Researchers from the State Key Laboratory of Advanced Optical Communication Systems and Networks at Shanghai Jiao Tong University, led by Lingfang Wang, have made a significant advancement in the field of nonlinear optics. Their work, published in the journal Optica, demonstrates a new platform for generating a broad spectrum of light, which could have practical applications in the energy sector, particularly in sensing and monitoring technologies.
The team has successfully generated a supercontinuum, a broad spectrum of light, spanning more than three octaves in thin-film lithium tantalite (TFLT) waveguides. This is the first time such a broad spectrum has been achieved in this material. The waveguides were pumped by a femtosecond laser at 1560 nm, resulting in a spectrum that ranges from 240 nm in the ultraviolet to beyond 2400 nm in the near-infrared.

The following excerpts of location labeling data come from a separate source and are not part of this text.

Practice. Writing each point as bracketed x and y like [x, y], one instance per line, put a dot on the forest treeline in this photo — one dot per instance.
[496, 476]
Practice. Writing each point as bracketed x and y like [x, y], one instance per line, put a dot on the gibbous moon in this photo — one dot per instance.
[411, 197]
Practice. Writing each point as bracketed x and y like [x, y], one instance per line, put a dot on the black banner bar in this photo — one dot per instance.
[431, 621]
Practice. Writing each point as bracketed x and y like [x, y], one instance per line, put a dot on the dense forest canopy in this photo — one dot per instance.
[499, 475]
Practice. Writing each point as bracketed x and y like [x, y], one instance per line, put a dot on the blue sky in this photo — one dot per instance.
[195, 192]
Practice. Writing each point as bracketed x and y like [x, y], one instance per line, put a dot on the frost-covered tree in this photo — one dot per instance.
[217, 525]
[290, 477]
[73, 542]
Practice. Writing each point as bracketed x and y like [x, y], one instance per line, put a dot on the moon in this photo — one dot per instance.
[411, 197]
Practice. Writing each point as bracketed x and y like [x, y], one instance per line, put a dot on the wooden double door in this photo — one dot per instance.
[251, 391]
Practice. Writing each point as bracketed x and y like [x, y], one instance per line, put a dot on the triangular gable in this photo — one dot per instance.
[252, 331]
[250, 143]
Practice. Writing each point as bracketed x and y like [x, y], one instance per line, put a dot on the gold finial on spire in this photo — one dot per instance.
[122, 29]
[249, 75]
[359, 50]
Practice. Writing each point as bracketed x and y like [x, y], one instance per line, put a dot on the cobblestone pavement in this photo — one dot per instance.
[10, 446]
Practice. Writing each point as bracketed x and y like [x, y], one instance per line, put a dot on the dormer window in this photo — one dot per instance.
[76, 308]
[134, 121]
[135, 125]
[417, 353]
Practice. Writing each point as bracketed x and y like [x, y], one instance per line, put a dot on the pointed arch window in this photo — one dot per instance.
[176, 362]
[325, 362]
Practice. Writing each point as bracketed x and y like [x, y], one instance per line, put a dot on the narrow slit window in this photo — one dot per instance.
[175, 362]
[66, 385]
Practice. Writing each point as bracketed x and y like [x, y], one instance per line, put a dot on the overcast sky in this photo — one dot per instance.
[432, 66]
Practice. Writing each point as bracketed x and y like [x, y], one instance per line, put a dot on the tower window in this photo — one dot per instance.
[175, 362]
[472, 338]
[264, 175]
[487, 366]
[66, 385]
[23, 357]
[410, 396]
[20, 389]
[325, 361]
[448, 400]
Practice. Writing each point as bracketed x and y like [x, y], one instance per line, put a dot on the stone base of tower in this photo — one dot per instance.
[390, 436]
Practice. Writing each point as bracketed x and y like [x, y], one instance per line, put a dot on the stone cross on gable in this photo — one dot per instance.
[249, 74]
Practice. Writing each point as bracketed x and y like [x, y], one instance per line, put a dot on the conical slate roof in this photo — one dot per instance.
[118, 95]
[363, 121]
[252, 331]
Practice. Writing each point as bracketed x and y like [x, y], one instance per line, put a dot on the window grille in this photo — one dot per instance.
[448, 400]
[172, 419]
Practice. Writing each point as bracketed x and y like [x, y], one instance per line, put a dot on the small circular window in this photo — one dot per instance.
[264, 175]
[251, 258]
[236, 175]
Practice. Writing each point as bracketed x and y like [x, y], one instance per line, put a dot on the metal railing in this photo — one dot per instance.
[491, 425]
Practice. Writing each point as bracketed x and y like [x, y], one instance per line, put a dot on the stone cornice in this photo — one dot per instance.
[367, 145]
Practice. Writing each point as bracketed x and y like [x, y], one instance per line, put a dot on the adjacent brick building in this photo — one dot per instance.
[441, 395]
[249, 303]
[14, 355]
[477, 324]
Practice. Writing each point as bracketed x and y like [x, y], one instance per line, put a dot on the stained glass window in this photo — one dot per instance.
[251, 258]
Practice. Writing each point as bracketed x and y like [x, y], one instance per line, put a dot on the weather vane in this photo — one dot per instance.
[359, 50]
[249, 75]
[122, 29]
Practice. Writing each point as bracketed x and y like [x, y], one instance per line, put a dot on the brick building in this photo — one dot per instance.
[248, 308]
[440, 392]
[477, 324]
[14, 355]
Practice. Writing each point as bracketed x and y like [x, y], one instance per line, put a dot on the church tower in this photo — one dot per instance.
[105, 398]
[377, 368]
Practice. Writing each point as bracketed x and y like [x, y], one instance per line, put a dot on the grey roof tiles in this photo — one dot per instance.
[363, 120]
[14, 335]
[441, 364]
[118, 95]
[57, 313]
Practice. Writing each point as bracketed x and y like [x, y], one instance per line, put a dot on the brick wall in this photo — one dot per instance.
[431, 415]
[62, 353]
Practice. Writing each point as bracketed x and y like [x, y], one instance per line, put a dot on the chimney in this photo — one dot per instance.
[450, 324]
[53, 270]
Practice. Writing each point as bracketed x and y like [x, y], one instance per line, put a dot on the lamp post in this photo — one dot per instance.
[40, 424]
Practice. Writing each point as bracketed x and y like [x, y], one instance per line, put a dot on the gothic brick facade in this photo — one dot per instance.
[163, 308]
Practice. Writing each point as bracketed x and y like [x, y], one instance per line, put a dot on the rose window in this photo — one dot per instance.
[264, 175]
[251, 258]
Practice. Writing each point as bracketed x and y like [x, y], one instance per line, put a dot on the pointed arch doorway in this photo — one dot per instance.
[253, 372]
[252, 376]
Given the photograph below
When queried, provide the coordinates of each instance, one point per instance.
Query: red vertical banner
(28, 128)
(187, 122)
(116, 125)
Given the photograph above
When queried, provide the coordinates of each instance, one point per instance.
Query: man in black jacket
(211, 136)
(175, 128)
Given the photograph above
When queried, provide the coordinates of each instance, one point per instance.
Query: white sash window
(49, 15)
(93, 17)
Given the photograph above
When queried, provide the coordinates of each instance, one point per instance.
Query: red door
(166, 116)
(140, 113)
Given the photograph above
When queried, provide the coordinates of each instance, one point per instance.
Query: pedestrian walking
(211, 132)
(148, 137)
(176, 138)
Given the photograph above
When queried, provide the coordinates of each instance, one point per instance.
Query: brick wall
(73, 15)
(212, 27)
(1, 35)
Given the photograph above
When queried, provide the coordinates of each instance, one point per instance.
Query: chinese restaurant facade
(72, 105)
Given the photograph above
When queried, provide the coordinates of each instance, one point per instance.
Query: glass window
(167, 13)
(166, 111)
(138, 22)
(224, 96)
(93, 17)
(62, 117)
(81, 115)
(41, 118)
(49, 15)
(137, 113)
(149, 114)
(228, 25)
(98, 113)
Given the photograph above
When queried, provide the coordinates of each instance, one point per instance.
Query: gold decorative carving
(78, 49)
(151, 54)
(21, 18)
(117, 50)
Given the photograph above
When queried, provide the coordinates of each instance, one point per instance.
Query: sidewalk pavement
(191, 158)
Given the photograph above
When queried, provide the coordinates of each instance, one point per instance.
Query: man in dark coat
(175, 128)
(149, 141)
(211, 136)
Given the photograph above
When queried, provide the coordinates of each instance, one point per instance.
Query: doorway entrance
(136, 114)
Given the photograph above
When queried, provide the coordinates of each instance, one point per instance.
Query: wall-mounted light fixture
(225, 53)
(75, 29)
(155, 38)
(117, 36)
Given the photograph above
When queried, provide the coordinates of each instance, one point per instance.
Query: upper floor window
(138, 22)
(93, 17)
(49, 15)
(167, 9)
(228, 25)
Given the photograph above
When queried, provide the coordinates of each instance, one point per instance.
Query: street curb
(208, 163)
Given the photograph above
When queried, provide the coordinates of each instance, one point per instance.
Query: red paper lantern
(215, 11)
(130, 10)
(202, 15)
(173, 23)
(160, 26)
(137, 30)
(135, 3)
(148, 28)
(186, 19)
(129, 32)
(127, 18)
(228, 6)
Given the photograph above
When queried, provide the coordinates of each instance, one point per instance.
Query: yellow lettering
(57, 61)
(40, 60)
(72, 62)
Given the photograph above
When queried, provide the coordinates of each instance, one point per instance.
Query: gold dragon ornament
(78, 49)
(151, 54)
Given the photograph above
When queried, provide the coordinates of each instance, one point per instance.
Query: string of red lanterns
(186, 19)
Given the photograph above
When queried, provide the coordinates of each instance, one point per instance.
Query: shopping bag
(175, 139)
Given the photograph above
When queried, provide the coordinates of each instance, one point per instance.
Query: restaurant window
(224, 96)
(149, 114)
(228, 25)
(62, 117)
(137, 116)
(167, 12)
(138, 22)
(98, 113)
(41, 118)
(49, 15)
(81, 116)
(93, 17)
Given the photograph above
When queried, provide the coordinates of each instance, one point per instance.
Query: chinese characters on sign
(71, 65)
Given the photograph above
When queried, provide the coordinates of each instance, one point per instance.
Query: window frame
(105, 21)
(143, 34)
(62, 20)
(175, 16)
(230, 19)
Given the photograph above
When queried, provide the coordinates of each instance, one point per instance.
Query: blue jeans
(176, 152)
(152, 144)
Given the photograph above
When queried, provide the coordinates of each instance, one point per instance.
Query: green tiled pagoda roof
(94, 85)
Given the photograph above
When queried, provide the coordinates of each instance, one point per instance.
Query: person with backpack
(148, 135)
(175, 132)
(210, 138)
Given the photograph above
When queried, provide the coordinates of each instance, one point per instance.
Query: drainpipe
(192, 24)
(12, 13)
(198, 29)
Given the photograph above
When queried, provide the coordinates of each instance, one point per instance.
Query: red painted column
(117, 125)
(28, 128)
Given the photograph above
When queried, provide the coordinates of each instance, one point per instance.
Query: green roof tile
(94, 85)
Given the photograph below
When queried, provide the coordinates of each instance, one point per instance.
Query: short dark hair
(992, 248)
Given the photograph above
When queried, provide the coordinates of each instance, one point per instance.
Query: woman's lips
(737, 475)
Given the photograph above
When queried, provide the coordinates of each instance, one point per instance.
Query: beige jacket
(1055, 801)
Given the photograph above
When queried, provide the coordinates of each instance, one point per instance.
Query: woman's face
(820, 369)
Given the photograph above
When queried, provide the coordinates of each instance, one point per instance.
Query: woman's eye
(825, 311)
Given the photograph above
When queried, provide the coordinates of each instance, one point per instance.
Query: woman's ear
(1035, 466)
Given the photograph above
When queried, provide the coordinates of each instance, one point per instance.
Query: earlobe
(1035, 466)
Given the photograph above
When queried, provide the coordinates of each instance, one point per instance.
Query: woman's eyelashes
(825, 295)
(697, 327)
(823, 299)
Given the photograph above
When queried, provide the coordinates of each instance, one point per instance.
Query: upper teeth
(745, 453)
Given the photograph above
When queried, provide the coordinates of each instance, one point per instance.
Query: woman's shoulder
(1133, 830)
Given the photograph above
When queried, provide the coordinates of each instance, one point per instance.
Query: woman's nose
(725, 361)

The researchers mapped the spectral evolution from low-power harmonic generation to a high-power continuum driven by soliton fission and dispersive wave emission. This means that at low power, the laser light is converted into its second and third harmonics, but as the power increases, the light breaks up into solitons, which are stable pulses of light, and emits dispersive waves, leading to a broad continuum of light.
This breakthrough establishes TFLT as a competitive, low-loss platform for integrated photonics. Integrated photonics is a field that aims to integrate multiple photonic functions into a single chip, similar to how integrated circuits work in electronics. The ability to generate a broad spectrum of light on a chip could have significant implications for the energy sector.
One potential application is in frequency metrology, which is the science of measuring frequencies. This could be used to develop highly accurate sensors for monitoring energy systems, such as power plants or grids, to ensure they are operating efficiently and safely. Another application is in on-chip spectroscopy, which is the study of the interaction between matter and electromagnetic radiation. This could be used to develop portable, chip-based sensors for monitoring air quality or detecting leaks in pipelines.
In summary, the researchers have demonstrated a new platform for generating a broad spectrum of light on a chip, which could have significant applications in the energy sector. This work represents a significant advancement in the field of nonlinear optics and integrated photonics.
This article is based on research available at arXiv.